To most of my friends who plan to study abroad, their very first question is always:


Where should I start?

Follow with: how could I finish all these preposterously abstruse standard examinations within 10 months (you shouldn’t have started this so late!!); how do you prepare your TOEFL and GRE; I am not quite sure about what fields I am really interested in, what am I gonna do (Seriously?); should I go to the English academy or consulting institutions where they can help me figure out and handle all annoying application process; how much money should my parents prepare (I got to say: As an Asian, I feel utterly privileged that my parents support my education mentally and FINANCIALLY. Most of my friends need to either work part-time job or hunt a paid internship to meet the ends.)…

Let me answer these questions:

1. I hate to say that it really depends on the individuals in terms of how much time you need to prepare TOEFLE and GRE. But in general, I would suggest you should give yourself at least a year to nail these down. As for the workflow, if you have a better command of English, starting with GRE then TOEFLE can be beneficial. Here is why: GRE contains much higher level of vocabulary, literacy and logical reasoning while TOEFLE is more conversational with light academic knowledge base.

It’s always better to suffer first, and then taste the sweet.

I highly recommend going to private English academies particularly for GRE test in that they hold more resources and I have to say it would be time-consuming and torturing for you to memorize nearly 5,000 new, recondite words and read over snarky articles on your own within several months. But!!! If you happen to be those who always plan ahead and get more sufficient time to prepare, the answer is definitely NO. NO, you don’t need to spend nearly $1,000 for learning English. As a matter of fact, online resources are rich and mostly, free. Here’s a website I highly recommend everyone to read:

There’s a myriad of resources you can have access to on the Internet. Stop being lazy. Google it.

Last, how much do your parents/you need to have is something you need to take into consideration. We all know that most of the universities will ask you for a bank statement certification of account balance as a proof prior to your admission. If your parents are more financially supportive and your goal is to enter those Ivy League or notoriously expensive private universities, $60,000 a year would be your answer. It’s a lot. I know! I was planning to go to NYU for journalism in the first place; yet, once I calculate the total amount, I feel like it’s not a wise investment for my parents and myself.

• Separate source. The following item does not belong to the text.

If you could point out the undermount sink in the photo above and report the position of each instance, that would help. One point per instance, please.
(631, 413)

Many factors affect me to make the decision of going to Mizzou. First is the obvious: It values hands-on experience and its reputation in U.S.A. is fairly well known. Plus, Mizzou provides plenty of Graduate Assistantship and Teaching Assistantship opportunities for graduate and PhD students, which means that as long as I get a GRA or TA position, my tuition will be waived. Nearly 85 percent of graduate students hold GRE or TA. This is the top choice for students who are ambitious to squeeze into a revered journalism Pantheon and have tight budget.

You need to be smart in making choices. Don’t be sugarcoated or blinded by others’ opinions. You know exactly what you are capable of. Just keep in mind: plan ahead, stay optimistic and just do it.